25. Connor Williams, OT, Texas
Williams might have the highest ceiling of any offensive tackle in the class, but a few hiccups in his injury-shortened 2017 put him at No. 25 for the time being. The pre-draft process will be vital for him.
26. T.J. Edwards, LB, Wisconsin
Edwards isn't flashy, he just makes an impact at all levels of the field every game. On the season, he has 75 tackles, 11 tackles for loss, two sacks, four interceptions, and seven pass breakups. Many 3-4 teams will be enamored with the idea of him in the middle of their defense.
27. Arden Key, DE, LSU
Key has Myles Garrett-ian size, athleticism, and pass-rushing skills. It's just that he rarely puts everything together. Injuries played a role in 2017 after he was a monster in 2016 for the Tigers.
28. Ronald Jones II, RB, USC
Right now, Jones seems to be the premier "value" pick at the running back position, particularly for a team wanting to invest an "early" pick on the backfield spot. He has serious between-the-tackles toughness, and his home-run hitting power is close to Bryce Love.
29. Mark Andrews, TE, Oklahoma
Andrews has been an explosive security blanket for Baker Mayfield all season. He has special talent at 6-foot-4 and 250-something pounds. Drops happen, but he's been a spectacular pass-catching option in Oklahoma's high-powered attack.

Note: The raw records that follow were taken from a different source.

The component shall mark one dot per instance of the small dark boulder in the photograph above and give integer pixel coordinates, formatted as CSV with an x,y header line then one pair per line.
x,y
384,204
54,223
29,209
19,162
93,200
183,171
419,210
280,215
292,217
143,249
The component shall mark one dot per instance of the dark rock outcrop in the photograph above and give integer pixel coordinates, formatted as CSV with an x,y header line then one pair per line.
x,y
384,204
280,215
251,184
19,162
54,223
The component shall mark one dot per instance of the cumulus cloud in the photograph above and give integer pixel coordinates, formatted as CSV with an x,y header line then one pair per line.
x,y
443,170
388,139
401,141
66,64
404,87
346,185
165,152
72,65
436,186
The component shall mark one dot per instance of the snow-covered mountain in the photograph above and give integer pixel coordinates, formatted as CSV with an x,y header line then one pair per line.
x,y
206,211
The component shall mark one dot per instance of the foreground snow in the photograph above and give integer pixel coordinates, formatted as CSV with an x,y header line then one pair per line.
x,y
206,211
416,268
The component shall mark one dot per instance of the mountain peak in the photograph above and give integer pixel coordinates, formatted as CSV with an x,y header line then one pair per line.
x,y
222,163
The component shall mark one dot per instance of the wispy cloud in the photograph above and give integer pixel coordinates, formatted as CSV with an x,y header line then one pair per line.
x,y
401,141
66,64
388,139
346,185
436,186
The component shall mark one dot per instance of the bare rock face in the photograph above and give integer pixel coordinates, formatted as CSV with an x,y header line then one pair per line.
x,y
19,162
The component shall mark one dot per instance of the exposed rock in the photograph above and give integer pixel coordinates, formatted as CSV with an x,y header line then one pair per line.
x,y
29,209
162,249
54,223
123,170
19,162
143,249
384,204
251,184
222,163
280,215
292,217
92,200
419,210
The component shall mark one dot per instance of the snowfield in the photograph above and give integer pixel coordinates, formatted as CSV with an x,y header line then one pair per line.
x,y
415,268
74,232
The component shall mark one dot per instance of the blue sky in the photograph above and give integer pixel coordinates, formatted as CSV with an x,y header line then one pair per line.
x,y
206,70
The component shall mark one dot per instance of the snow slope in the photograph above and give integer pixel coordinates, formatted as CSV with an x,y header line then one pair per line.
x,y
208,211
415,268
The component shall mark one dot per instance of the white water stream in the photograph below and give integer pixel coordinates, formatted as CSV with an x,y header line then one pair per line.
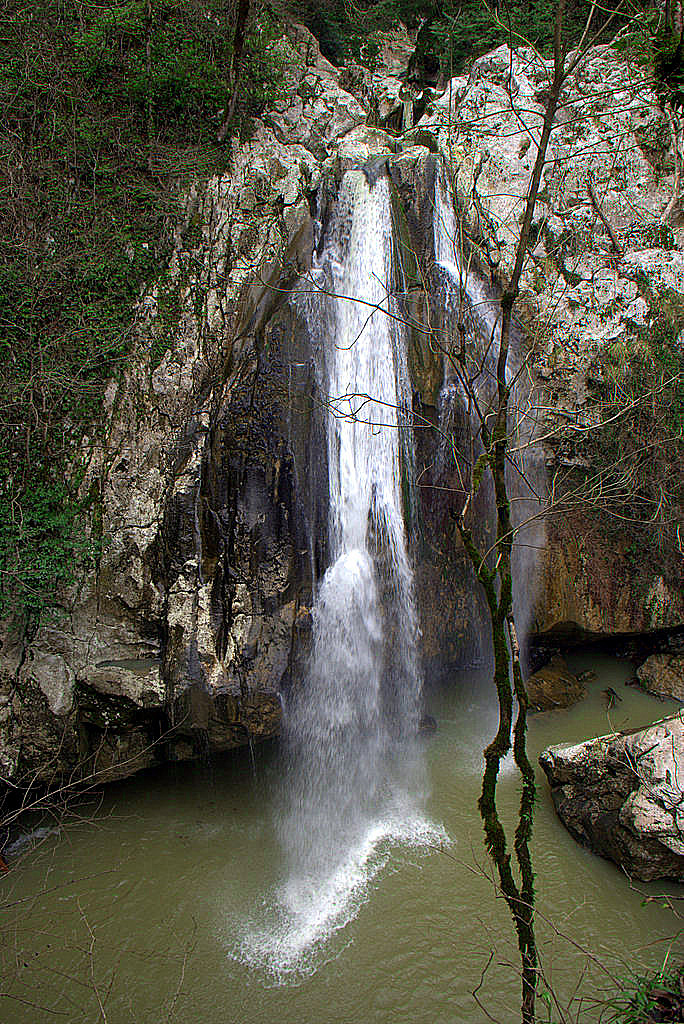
x,y
354,783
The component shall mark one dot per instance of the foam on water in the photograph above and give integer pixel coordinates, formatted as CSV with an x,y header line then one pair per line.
x,y
290,939
354,777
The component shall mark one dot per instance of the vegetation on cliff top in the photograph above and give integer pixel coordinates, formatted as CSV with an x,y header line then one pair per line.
x,y
107,111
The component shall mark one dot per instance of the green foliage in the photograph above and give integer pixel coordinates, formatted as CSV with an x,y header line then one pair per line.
x,y
39,548
107,112
450,33
640,448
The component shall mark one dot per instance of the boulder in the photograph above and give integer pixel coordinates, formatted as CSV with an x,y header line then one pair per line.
x,y
554,686
623,797
663,675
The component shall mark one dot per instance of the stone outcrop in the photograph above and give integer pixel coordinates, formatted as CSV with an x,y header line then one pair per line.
x,y
622,796
583,305
663,675
197,609
554,686
207,525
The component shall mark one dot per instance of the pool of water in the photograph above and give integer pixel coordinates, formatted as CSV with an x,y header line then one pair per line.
x,y
162,903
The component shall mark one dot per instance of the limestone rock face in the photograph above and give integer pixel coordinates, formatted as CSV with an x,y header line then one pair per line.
x,y
197,612
622,796
582,304
663,675
554,686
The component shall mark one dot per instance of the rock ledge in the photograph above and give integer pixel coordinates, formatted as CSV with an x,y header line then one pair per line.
x,y
623,797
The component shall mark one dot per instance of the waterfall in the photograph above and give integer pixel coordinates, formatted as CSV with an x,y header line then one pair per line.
x,y
354,779
467,300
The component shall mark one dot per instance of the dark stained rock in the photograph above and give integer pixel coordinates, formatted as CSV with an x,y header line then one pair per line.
x,y
623,797
663,675
554,686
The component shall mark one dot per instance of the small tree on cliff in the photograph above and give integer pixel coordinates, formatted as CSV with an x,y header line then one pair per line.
x,y
492,559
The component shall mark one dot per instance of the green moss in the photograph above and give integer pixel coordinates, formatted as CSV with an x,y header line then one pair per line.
x,y
99,144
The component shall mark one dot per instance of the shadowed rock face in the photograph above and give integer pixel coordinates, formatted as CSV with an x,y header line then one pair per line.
x,y
210,470
554,686
663,675
622,796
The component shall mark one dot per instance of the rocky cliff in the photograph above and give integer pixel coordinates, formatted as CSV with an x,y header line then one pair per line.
x,y
211,506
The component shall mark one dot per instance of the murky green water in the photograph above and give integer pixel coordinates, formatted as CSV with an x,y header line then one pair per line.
x,y
153,908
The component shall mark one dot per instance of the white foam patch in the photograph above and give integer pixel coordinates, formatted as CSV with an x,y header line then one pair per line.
x,y
305,913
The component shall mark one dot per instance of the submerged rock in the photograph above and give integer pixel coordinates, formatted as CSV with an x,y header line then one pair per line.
x,y
554,686
663,675
623,797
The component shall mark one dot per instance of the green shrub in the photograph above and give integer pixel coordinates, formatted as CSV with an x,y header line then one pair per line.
x,y
99,140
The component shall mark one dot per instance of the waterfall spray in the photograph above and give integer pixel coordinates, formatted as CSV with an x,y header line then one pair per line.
x,y
354,776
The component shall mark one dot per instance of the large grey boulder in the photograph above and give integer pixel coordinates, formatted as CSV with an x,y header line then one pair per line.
x,y
623,796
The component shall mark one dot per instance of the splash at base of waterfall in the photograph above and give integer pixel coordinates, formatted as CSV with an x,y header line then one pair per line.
x,y
290,937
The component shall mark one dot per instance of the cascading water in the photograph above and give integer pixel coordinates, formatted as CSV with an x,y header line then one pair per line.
x,y
354,775
468,302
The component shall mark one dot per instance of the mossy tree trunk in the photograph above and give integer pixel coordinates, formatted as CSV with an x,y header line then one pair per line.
x,y
494,572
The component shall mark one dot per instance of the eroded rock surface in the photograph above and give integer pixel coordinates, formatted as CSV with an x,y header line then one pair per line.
x,y
554,686
198,609
623,796
663,675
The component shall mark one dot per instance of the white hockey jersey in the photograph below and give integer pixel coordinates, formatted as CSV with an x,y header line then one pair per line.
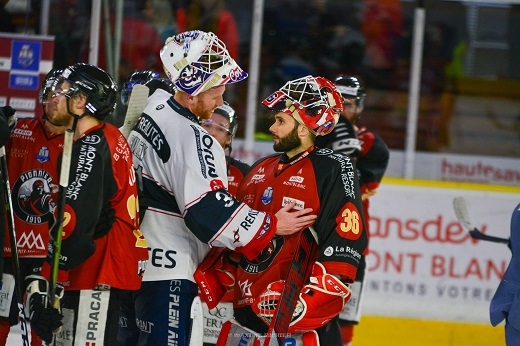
x,y
182,177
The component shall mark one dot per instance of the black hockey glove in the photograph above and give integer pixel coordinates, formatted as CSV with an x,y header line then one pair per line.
x,y
45,320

30. Isaiah Oliver, CB, Colorado
Oliver has No. 1 cornerback physical traits, especially his ability to run and change direction. After breaking up 13 passes in his first two seasons with the Buffaloes, he knocked away 12 passes this year.
31. Marcell Ateman, WR, Oklahoma State
Ateman has an overall grade remisicent of Brandon Marshall. He's big and plays up to his size with unmatched dominance at the catch point among college receivers. He demonstrated underrated yards-after-the-catch skills on a variety of screens in Oklahoma State's offense too.
32. Marcus Davenport, DE, UTSA
The small-school sleeper with top edge-rusher capabilities, Davenport has gradually gotten better in each of his seasons at Texas-San Antonio, and that maturation has culminated with a 8.5-sack, 17.5-tackle-for-loss senior season for the 6-foot-7, 255-pounder.